What we are never officially told is that all the fuss is a product of someone trying to tighten their grip on the buttered bread. It is a result of a struggle for top leadership position within the parties, pitting an incumbent against a few otherwise loyal followers who all of a sudden realized that they too deserve a slice of the buttered bread. When one stays in a leadership position for too long, the trappings of power gets the best of him or her, this is what we are witnessing today.
Such politicians start to develop the idea that being a leader is a divine right that must be protected by any and all means necessary. It is my understanding that both NCCR-Mageuzi and CUF hold periodic party elections to elect their leaders. But to claim that these parties operate democratically would be a fallacy and only the naïve would fall for that. Recent events have demonstrated just how muscles matter more than the ballot box.

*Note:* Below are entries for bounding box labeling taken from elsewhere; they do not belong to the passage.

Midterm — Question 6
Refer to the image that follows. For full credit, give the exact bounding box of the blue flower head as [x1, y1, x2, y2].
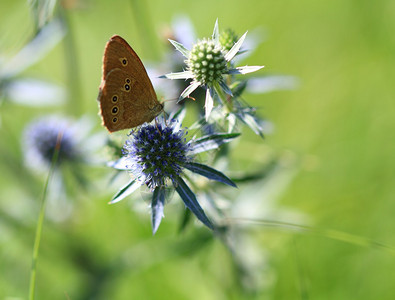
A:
[123, 120, 192, 191]
[110, 115, 239, 233]
[24, 117, 81, 169]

What the expelled CUF legislator, Mr Hamad Rashid Mohammed, was demanding has its validity. He wanted the party’s secretary general, Mr Seif Sharif Hamad, who also happens to be the Zanzibar First Vice-President to relinquish his post in the party. The basis for his claims is that since Mr Seif is now part of the government of national unity, with the blessings of the party, he has become incapacitated in his role as the party’s secretary general, and thus should step down.
Apparently, Mr Seif wasn’t too amused by Hamad’s proposition. One thing led to another, push came to shove and the best man remained standing. The same story is said to have happened in NCCR-Mageuzi. A group of rebellious party cadres toyed around with the idea of ousting the party’s national chairman, Mr James Mbatia. I bet they never foresaw or imagined the ferocity with which he would defend his position.
Recent developments have been cause for concern as well. Perhaps it is a good thing that opposition parties have been on the other side of the fence this long. The power struggles have been a litmus test for their democratic credentials. They put themselves to the test and we were forced to observe from the sidelines. And it is sad to note that whatever changes that these parties have gone through do not amount to anything near growth.
That certain individuals are regarded as indispensable in certain positions is unhealthy for any organization, let alone a political party. A political party, of all organizations, should be seen as an entity that will never wither even with the departure of supposedly key figures. A party should be seen as capable of moving forward with or without self-proclaimed important figures. True, some people will have more political clout than others in a party, but that should always be regarded as secondary.
Of primary importance ought to be the functions of the party, among which is the orientation of party cadres to be able to fill top positions. Any serious party would want to be perceived as a government in waiting and not a grouping of bickering lots lusting for power. Leaders too must show a willingness to step down when the need arises. Whatever transpired within the parties that led to recent events, it doesn’t look like a movement forward. From a distance, it rather seems like a step back, but we’ll wait and see.